Pablo's Winter (El Invierno de Pablo) is set in Almadén, the filmmaker's hometown, which hosted for 2000 years the most productive mercury mines in World History. The mines closed some 15 years ago and the last generation of mercury miners are now in their seventies.
Pablo's Winter is the story of a retired mercury miner trying to stop smoking, with the end of the mining culture as an important backdrop. These miners and their families have been widely underrepresented. Therefore, with this film we aim to make justice to the essential role that the mercury miners have had in the history of this town.
Pablo, a chain smoker retired miner is always sitting down at his living room table. When Pablo visits the doctor, we find out that he has suffered five heart attacks. The doctor urges the miner to stop smoking. Pablo shrugs and buys 40 packets of fags in his way home...

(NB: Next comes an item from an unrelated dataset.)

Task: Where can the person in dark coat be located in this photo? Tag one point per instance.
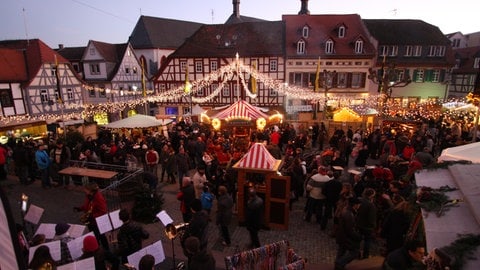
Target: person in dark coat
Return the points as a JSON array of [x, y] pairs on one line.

A story of nicotine and mercury
Pablo spends the vast majority of his days alone. Either in front of the TV or sitting in his garage. Always surrounded by a cloud of smoke. This is how we meet him; thoughtful, quiet and taciturn. His dark eyes pierce the world surrounding him, seeing way beyond the surface of the town. His only interaction is with his wife. Their relationship is one of old habits and routines, two lives that run side by side but seemingly rarely intersect. When Pablo visits the doctor, he is told he must give up smoking; Pablo listens politely, shrugs, walks out, and lights up the next cigarette outside the very doors of the consultancy. He has no time for doctors.

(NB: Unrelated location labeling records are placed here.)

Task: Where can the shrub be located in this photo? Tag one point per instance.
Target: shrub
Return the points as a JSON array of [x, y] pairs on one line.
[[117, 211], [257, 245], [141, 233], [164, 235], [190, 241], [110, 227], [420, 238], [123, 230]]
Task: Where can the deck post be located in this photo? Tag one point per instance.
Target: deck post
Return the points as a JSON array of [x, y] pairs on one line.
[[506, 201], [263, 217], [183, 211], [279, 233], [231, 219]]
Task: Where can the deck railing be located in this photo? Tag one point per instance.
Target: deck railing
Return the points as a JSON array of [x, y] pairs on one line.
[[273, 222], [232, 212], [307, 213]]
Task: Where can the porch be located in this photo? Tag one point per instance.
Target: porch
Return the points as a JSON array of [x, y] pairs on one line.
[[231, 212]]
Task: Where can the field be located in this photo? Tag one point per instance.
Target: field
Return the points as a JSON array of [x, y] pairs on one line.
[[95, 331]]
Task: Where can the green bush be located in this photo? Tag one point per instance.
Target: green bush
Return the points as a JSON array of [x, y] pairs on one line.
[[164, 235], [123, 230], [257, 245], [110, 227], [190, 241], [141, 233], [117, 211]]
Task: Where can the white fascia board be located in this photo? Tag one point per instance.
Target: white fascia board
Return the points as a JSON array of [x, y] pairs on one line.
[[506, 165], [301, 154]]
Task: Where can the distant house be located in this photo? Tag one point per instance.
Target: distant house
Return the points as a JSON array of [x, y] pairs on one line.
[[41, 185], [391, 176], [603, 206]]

As the obvious question of whether Pablo will succeed in his attempt to quit smoking arises so does the issue of the future of Almadén. Thus, this film becomes a profound reflection on past and present, the traditional and the new. It is a moment of historical importance for the town and it’s older generations, but it is also a moment of hope and opportunity for the young to reinvent themselves and create a new identity for this town steeped in history.
An x-ray of a town
Pablo's Winter visually explores the decay and abandonment of a town through the marks that the past has left on the local landscape. The black and white photography is used for its capacity to enhance the feeling, and texture, of a world that disappears.
Conceptually, the image of Pablo's lungs x-ray becomes pivotal to the film imagery, providing a strong visual motif to represent surface and depth, the two realities of a mining village. Likewise the real Almadén is beneath the surface, the real conflict that Pablo's Winter explores goes beyond Pablo's attempt to stop smoking, becoming a film about the end of an era.